A person holds a placard with a pencil which reads "I am Charlie" during a minute of silence in Strasbourg
A person holds a placard with a pencil which reads "I am Charlie" during a minute of silence in Strasbourg January 8, 2015 for victims of the shooting at the Paris offices of weekly satirical newspaper Charlie Hebdo on Wednesday. French police extended a manhunt on Thursday for two brothers suspected of killing 12 people at a satirical magazine in Paris in a presumed Islamist militant strike that national leaders and allied states described as an assault on democracy. France began a day of mourning for the journalists and police officers shot dead on Wednesday morning by black-hooded gunmen using Kalashnikov assault rifles. French tricolour flags flew at half mast throughout the country. REUTERS/Vincent Kessler

Major Australian media outlets have decided to publish the cover of Charlie Hebdo magazine.

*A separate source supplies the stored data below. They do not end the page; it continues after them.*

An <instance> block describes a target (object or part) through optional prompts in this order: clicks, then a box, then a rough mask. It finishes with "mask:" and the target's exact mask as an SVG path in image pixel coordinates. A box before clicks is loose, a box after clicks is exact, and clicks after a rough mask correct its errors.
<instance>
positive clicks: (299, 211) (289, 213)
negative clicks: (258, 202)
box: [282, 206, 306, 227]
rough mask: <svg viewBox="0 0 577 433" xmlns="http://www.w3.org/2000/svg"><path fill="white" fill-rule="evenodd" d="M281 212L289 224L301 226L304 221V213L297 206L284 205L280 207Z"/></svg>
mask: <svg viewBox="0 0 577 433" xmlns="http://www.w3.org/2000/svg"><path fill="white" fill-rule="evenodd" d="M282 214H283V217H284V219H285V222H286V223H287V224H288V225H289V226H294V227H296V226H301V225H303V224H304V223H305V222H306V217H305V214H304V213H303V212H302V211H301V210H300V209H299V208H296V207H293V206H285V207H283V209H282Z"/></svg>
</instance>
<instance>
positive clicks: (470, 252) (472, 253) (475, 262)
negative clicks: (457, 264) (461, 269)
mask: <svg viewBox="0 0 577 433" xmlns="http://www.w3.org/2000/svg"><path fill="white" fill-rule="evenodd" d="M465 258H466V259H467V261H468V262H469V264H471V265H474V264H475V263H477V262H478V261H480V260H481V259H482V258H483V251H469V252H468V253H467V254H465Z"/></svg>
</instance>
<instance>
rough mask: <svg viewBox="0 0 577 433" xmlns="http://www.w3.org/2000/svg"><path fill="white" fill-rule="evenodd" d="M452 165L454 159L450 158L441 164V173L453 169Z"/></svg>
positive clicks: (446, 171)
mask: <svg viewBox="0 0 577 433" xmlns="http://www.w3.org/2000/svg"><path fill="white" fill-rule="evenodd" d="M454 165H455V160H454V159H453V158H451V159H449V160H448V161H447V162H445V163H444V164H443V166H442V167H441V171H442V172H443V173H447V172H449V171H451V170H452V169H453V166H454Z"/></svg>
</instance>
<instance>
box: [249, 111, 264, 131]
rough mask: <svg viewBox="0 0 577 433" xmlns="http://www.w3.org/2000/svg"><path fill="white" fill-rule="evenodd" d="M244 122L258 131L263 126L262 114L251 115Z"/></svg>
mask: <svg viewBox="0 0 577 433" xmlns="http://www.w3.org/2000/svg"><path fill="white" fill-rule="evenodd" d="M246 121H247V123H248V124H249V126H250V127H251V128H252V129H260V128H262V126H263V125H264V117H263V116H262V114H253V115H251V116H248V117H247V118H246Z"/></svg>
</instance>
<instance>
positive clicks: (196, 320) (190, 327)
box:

However, Australia's Human Rights Commission has not approved of it.

This is the first issue of the French satirical magazine since the Paris attack. The cover shows the Prophet Mohammed weeping, while the Islamic prophet holds up sign: "Je suis Charlie" (I am Charlie). The headline of the cover says "Tout est pardonne" (all is forgiven). The cover has been published by the majority of the media in Australia. The latest edition of the French magazine, to be published in 16 languages in 25 countries, is going to run three million copies.

Australia's Human Rights Commission, on the other hand, may not allow Australian media outlets to publish the cover. According to Human Rights Commissioner Tim Wilson, some contents of the magazine may not be printed in Australia under section 18C of the Racial Discrimination Act. Most Australian mainstream media outlets, on the contrary, defied the suggestion and published the cover. The main argument supporting the cover to have been published is that the cover has huge newsworthiness.

According to BBC, Australia's attack on Charlie Hebdo has reignited the debate over the race-hate law in the country, "which prohibit certain forms of speech." Several politicians in the country like Liberal backbencher Cory Bernardi feel that the law needs to be updated so that the right to freedom of expression can be preserved. However, the Australian government decided not to repeal the law in 2014 even though Prime Minister Tony Abbott had campaigned to change the legislation before getting elected.

During those days, he described the law in its current form as a "hurt feelings test." Several other politicians argue that it is necessary for the law to impose certain restrictions on causing humiliation, insult and offence. According to the Section 18C of the Racial Discrimination Act, it is illegals to "offend, insult or humiliate" a person or a group of people on the basis of race, colour or ethnic origin.

Ninemsn, the West Australian, the ABC and News Corp Australia Web sites published the cover, while Fairfax publications The Sydney Morning Herald and The Age are among the ones which did not show the cover on their Web sites.